Current Coinigy products are only available in English-language versions for desktop computers.

Founders William Kehl and Rob Borden are the former hobbyist traders who launched the US-based company. Its products allow users to monitor  the performance of Bitcoin and over 100 altcoins. Coinigy products provide centralised access to pricing data from 24 Bitcoin exchanges, offering both real-time charting and technical analysis.

These products don’t only cover popular exchanges like Bitfinex and Coinbase. Indeed, their expanded exchange inclusion makes their altcoin coverage possible.

In a CoinDesk interview, Kehl explained that Coinigy’s design helps traders be more responsive to changing markets, improving their trading effectiveness. He said:

It’s definitely a benefit to traders in terms of increasing their profitability. We offer special order types that most exchanges don’t offer like trailing stops and stop losses, so those things can definitely help preserve profit.

Borden was more concrete, mentioning that Coinigy would use part of the money to complete apps for Android and iOS. Their launch will be in a matter of months.

Borden also alluded to wider language support by saying, “We definitely have in our plans in the near future to branch out. We’re vetting translators at the moment.”

Features and regulations

Kehl and Borden took time to discuss trading features, some of which are available now and some of which are under development.

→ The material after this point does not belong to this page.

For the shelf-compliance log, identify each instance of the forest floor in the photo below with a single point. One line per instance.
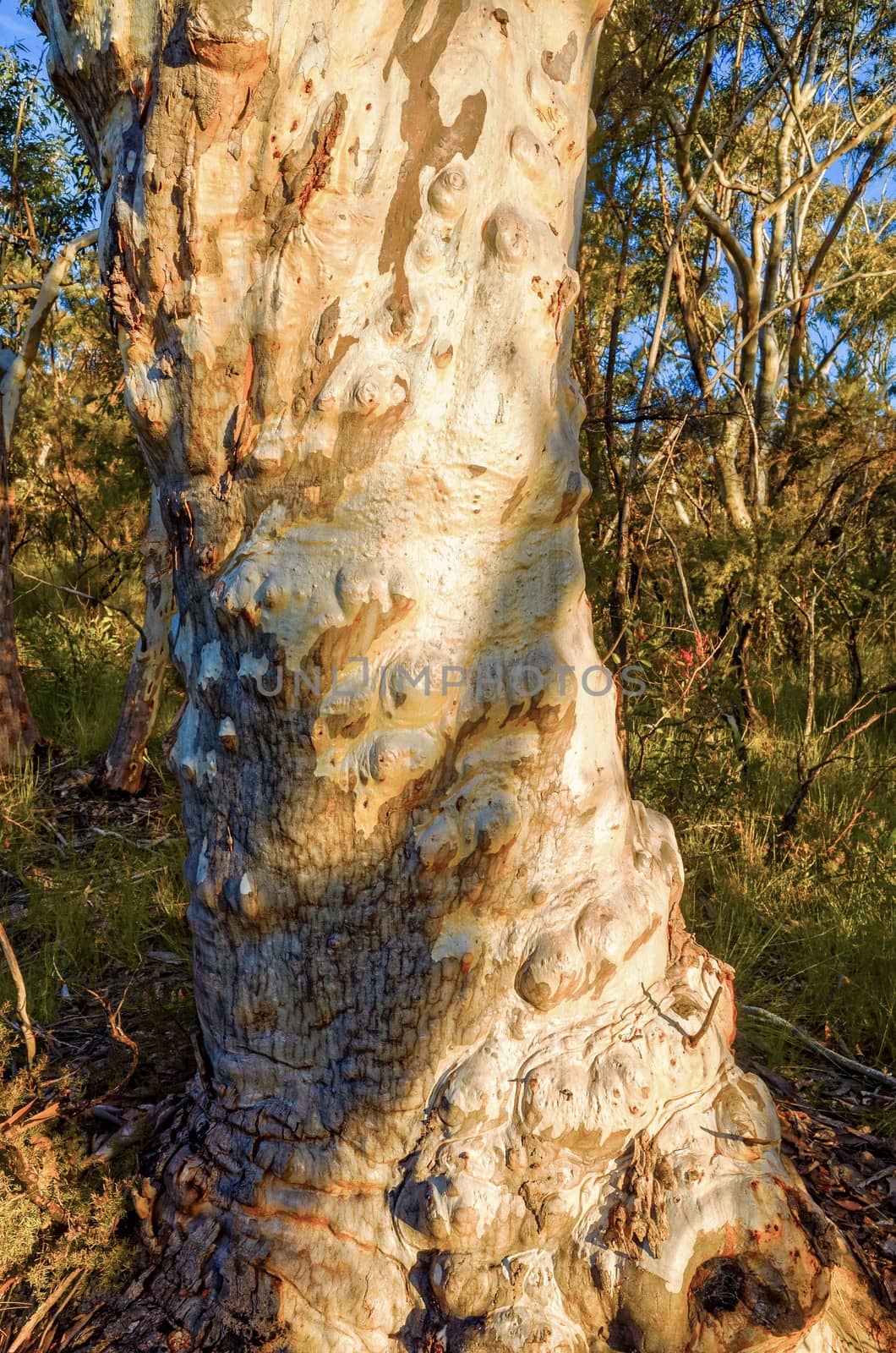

As an example, they mentioned current support for stop limits orders. Related enhancement plans include support for stop-loss orders and trailing stops. These features should be available on all its supported exchanges.

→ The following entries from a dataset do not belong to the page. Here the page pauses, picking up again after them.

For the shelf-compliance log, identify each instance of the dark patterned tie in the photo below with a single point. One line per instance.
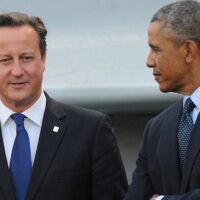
(185, 128)
(20, 164)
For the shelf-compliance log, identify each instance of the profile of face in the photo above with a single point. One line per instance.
(21, 67)
(168, 61)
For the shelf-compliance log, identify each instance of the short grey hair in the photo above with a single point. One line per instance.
(15, 19)
(181, 21)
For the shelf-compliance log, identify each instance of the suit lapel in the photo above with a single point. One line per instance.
(169, 149)
(50, 140)
(192, 152)
(6, 187)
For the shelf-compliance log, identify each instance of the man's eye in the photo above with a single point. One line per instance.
(5, 61)
(27, 58)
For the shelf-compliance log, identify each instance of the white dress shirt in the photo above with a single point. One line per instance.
(32, 123)
(195, 97)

Users must submit their public and private API keys to Coinigy to use these features, said Borden. “That gives them the ability to control the access of the site through our account, and at any time, they can disallow that access.”

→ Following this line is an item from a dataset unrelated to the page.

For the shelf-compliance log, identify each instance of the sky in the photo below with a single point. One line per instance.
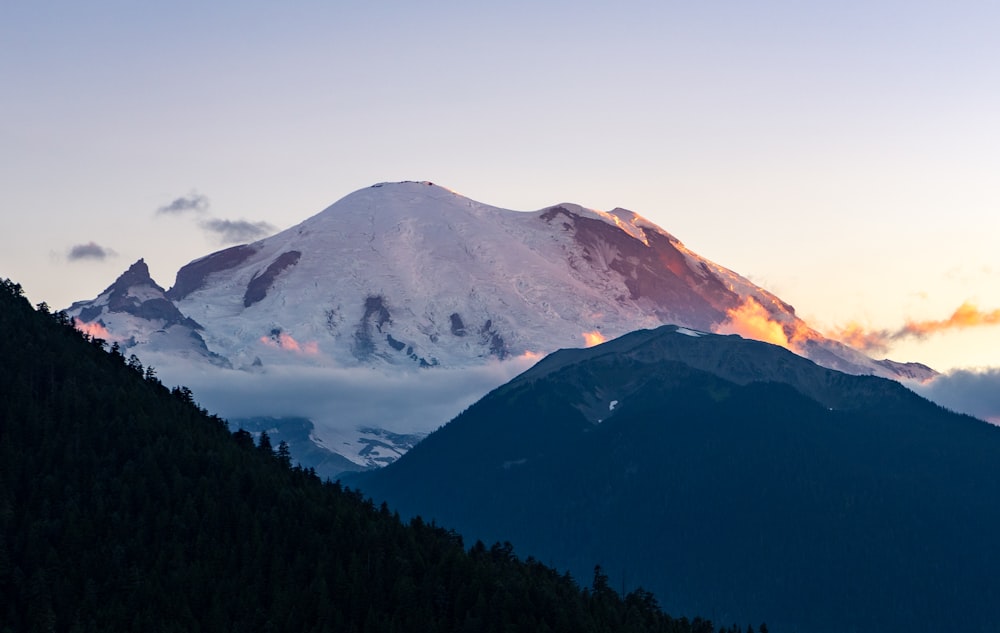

The founders stressed that Coinigy does not hold customer funds or keys. It carefully avoids interference with exchanges’ efforts to follow anti-money laundering (AML) and know-your-customer (KYC) laws and regulations.

What’s more, the founders won’t use these features themselves, fearing a conflict of interest. As Kehl explained, “We want to make it clear we’re not trading for profit on any of these exchanges as we are privy to user information.”

Competition and monetization

Kehl’s market analysis defined two competitive levels and easily identified Coinigy’s strengths.

Kehl described CrypTrader, Cryptowatch and Bitcoin Wisdom as conceptually similar to Coinigy. They provide real-time charting, news feeds, and technical indicators. However, while the form of their products resembles Coinigy’s, Kehn believes his company’s product offers much more substance.

He didn’t level that criticism at Andreessen Horowitz-backed TradeBlock. Instead, Kehl suggested that TradeBlock’s market focus created opportunities for Coinigy. Said Kehl, “TradeBlock could be considered a competitor, but they’re mostly focused on institutional traders. We’re catering to both institutional and average investors.”

Coinigy will monetize its product with subscriptions, worth around $280 at press time.